Given that DMC sees so few commercially insured patients, its net revenue per patient — meaning the average payment the hospital ultimately receives from the patient or insurer (like Medi-Cal) — is lower than all other hospitals, according to an analysis of OSHPD data that Gideon provided. The hospital receives an average of $2,682 for every day that a single patient spends at the facility, while John Muir's Walnut Creek and Concord hospitals on average receive 215 percent and 184 percent times as much, respectively. Alta Bates Medical Center Summit on average receives 148 percent as much as DMC.
And because DMC's patient population is largely impoverished and the payments the hospital receives are thus very low, its patient care expenses are far greater than the associated revenue. In 2013, the hospital lost an average of $893 per patient per day at the hospital, according to state data. As a result, the hospital on the whole lost more than $19 million in 2013. Meanwhile, John Muir's three hospitals combined earned $344 per patient per day, because of their profits from privately insured patients. The total profit of those three hospitals combined in 2013 was $68 million.
Like DMC, Sutter's East Bay hospitals lost more money than they earned on patient care — $440 per patient per day, about half the rate of DMC's loss rate.
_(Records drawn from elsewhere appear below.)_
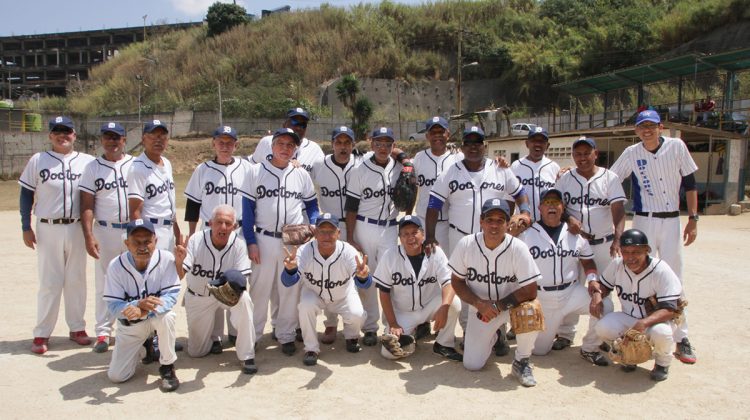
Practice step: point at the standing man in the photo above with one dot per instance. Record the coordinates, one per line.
(52, 178)
(104, 197)
(371, 215)
(210, 255)
(658, 167)
(141, 288)
(415, 288)
(151, 186)
(535, 171)
(274, 194)
(329, 269)
(494, 272)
While those hospitals reported a combined net loss, the Sutter Health network of 24 hospitals had a total income of $300 million at the end of 2013.
Further, while John Muir and Sutter's hospitals spent an average of 3.3 percent of their operating expenses on charity care, the three public hospitals I reviewed spent an average of 16 percent of expenses on charity care (with the county hospitals spending significantly higher rates than DMC).
Because of its unique model, Kaiser is exempt from disclosing the annual hospital-specific fiscal data that all other nonprofits provide to the state.
When public hospitals carry such heavy financial burdens, more taxpayer dollars must go to hospitals and away from other critical services in the public health sector and beyond. In other words, when private nonprofits fail to do their job, the public is hit twice — both in lost taxes from the nonprofits and in lost revenue from county budgets or parcel taxes that get sucked into financially desperate hospitals.
In interviews, Sutter Health and John Muir representatives defended their charity care and community benefit programs, arguing that their hospitals are accessible to all and invest significantly in public health efforts that serve the poor. In 2013, Sutter Health's East Bay hospitals reported a total of $252 million in community benefits (covering investments such as AIDS and HIV services, programs for asthma patients, and community clinic partnerships) while John Muir claimed a total of $105 million (which included funding for mobile health clinics, cancer screening, and school nurses).